また、カテゴリ1は原材料調達に関わる部分であり、調達コストと直結していることを踏まえれば、GHG排出規制の強化が市場における価格変動と連動し、当社グループの財務リスクとして顕在化する可能性があると認識しております。
Scope3排出量(t-CO2)割合カテゴリ1購入した製品・サービス4,640.572.6%カテゴリ2資本財222.13.5%カテゴリ3エネルギー関連活動52.10.8%カテゴリ4輸送・配送(上流)203.13.2%カテゴリ5廃棄物27.30.4%カテゴリ6出張1,025.816.1%カテゴリ7雇用者の通勤167.22.6%カテゴリ8リース資産(上流)9.10.1%カテゴリ12販売した製品の廃棄43.60.7%計6,390.8100.0% 項目排出量(t-CO2)割合Scope10.00.0%Scope2309.54.6%Scope36,390.895.4%計6,700.2100.0% <気候関連リスク及び機会を管理する目標及び実績>当社グループでは、シナリオ分析において明確化した指標を用いて気候関連のリスクを低減し、機会を最大化するため、気候関連のリスク及び機会の管理に取り組んでおります。
また、当社のGHG排出量については、1.5℃水準に配慮し、Scope1と2のGHG排出量を2030年までに、100%削減することを目標としております。
目標達成のために、これまで行ってきたビルのLED化やDX推進による紙・複合機の削減をさらに進めることで、Scope2を削減してまいります。
また、今後は事業所内での使用電力の中で再生エネルギー由来の電力の割合を増やすことで、Scope2の排出量を削減してまいります。
そのうえで、削減しきれない排出量については、非化石証書や再生エネルギー由来クレジットを購入することにより、オフセット(相殺)いたします。
Scope3については、調達先への働きかけ等を通じて排出量の削減を進め、カーボンニュートラルの実現を目指してまいります。
その際、価格ベースの排出原単位を用いたGHG算定方法では、事業規模の拡大とともにGHG排出量が自動的に増加してしまうことから、炭素強度の考え方を参考に売上高に占めるGHG排出量のトレンドから客観的な分析を行う等、算定手法の改善にも努めてまいります。

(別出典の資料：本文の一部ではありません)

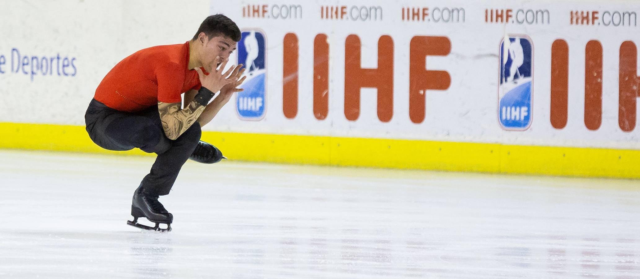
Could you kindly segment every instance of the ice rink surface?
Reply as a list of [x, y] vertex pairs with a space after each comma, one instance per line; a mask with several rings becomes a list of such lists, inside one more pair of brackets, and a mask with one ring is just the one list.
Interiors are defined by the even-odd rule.
[[0, 278], [640, 278], [637, 180], [154, 159], [0, 150]]

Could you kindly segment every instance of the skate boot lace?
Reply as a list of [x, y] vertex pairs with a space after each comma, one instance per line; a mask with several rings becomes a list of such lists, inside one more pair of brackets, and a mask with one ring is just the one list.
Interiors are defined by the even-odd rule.
[[149, 206], [151, 207], [151, 209], [154, 211], [158, 212], [167, 212], [164, 206], [159, 201], [158, 201], [159, 197], [159, 196], [154, 196], [146, 195], [143, 196], [143, 198], [145, 199], [145, 201], [147, 202], [147, 203], [148, 203]]
[[198, 143], [196, 146], [196, 149], [193, 150], [193, 155], [200, 157], [210, 158], [213, 156], [213, 150], [212, 148], [208, 148], [206, 145], [203, 144], [202, 142]]

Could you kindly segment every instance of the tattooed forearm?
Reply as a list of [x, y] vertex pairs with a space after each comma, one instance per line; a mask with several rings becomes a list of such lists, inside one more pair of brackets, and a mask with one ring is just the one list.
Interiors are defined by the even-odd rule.
[[170, 140], [178, 138], [195, 123], [204, 109], [204, 106], [196, 102], [191, 102], [183, 109], [180, 109], [179, 102], [158, 102], [160, 120], [166, 137]]

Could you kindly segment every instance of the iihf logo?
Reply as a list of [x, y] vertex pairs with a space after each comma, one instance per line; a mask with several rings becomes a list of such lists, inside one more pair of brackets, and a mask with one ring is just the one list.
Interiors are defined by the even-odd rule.
[[502, 129], [524, 131], [531, 125], [533, 44], [522, 35], [505, 36], [500, 44], [498, 116]]
[[246, 79], [241, 86], [244, 91], [238, 92], [236, 108], [241, 119], [259, 120], [264, 117], [266, 102], [266, 40], [257, 30], [242, 32], [238, 42], [237, 63], [246, 68]]

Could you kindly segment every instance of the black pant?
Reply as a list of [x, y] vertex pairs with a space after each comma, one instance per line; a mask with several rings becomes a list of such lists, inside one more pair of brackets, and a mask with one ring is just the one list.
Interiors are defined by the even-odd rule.
[[142, 180], [149, 193], [169, 193], [180, 169], [191, 155], [200, 138], [196, 122], [177, 139], [164, 134], [157, 106], [136, 113], [110, 108], [95, 99], [91, 100], [84, 115], [86, 131], [95, 144], [109, 150], [138, 148], [158, 154], [151, 171]]

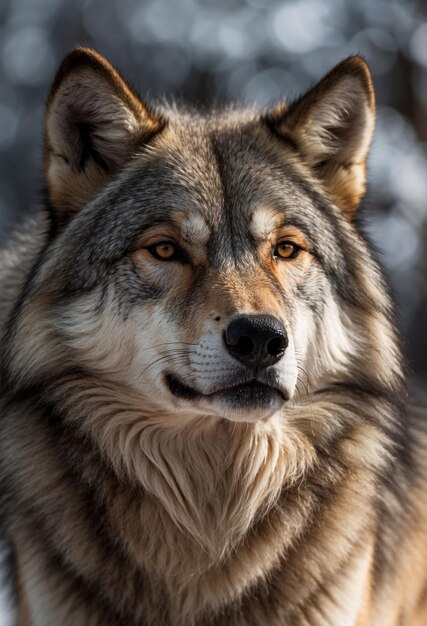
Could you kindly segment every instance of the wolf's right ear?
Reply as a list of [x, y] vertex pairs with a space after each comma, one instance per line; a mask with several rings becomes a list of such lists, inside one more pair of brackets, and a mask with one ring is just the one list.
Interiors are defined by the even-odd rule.
[[303, 161], [349, 220], [366, 186], [366, 158], [375, 123], [368, 65], [353, 56], [334, 67], [307, 94], [267, 116], [291, 140]]
[[49, 201], [59, 221], [87, 204], [161, 127], [94, 50], [65, 57], [47, 103], [44, 142]]

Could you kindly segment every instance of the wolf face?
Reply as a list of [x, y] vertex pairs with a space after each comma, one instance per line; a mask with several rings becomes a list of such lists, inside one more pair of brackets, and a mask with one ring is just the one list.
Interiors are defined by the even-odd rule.
[[364, 349], [342, 300], [369, 298], [352, 292], [367, 255], [351, 220], [373, 115], [359, 58], [291, 107], [198, 117], [150, 111], [74, 52], [48, 105], [59, 234], [32, 286], [46, 317], [25, 363], [66, 353], [168, 420], [267, 419], [334, 382]]

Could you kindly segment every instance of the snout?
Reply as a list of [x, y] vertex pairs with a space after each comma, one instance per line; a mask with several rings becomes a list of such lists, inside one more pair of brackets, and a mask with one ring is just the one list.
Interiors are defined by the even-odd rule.
[[272, 315], [237, 315], [224, 333], [228, 352], [246, 367], [259, 371], [285, 354], [288, 335]]

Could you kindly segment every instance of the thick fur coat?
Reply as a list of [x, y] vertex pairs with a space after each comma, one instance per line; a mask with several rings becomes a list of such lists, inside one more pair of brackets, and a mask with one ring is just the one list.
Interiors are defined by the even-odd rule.
[[46, 206], [0, 257], [18, 626], [427, 624], [425, 420], [358, 220], [374, 118], [359, 57], [203, 115], [64, 60]]

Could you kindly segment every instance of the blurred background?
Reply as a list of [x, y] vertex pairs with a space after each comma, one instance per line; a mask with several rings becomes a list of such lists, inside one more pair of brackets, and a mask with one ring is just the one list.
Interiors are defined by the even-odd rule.
[[362, 54], [378, 103], [368, 228], [426, 387], [425, 0], [0, 0], [0, 242], [37, 205], [44, 103], [76, 45], [146, 96], [202, 105], [292, 98]]

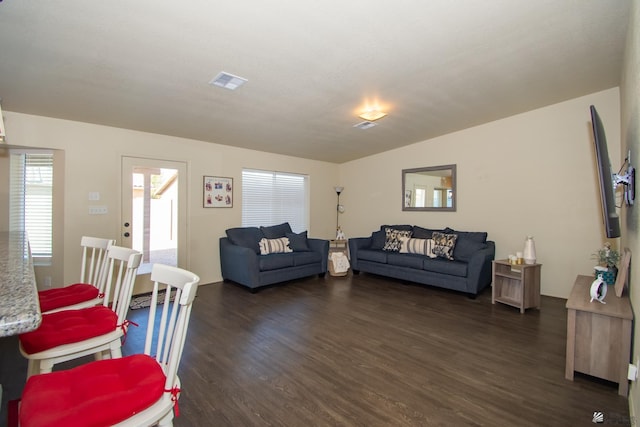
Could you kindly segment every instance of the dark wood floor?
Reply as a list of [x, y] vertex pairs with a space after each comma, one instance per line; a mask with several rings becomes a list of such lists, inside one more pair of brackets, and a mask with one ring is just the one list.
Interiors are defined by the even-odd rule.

戦略 ②戦略当社グループでは、現状以下の3点をサステナビリティ重要項目と設定し、取り組みを推進しております。
a.気候変動対応気候変動に関する政府間パネル(IPCC:Intergovernmental Panel on Climate Change)の各報告書、国際エネルギー機関(IEA:International Energy Agency)の世界エネルギー展望(World Energy Outlook)、その他関連情報を参照し、気候変動のリスク及び機会がもたらす組織のビジネス・戦略・財務計画への影響を1.5℃シナリオ(IEA NZE2050)及び4℃シナリオ(IPCC RCP8.5)の下で識別しております。
また、リスクに関しては移行リスクと物理的リスクに大別してシナリオ分析を行っております。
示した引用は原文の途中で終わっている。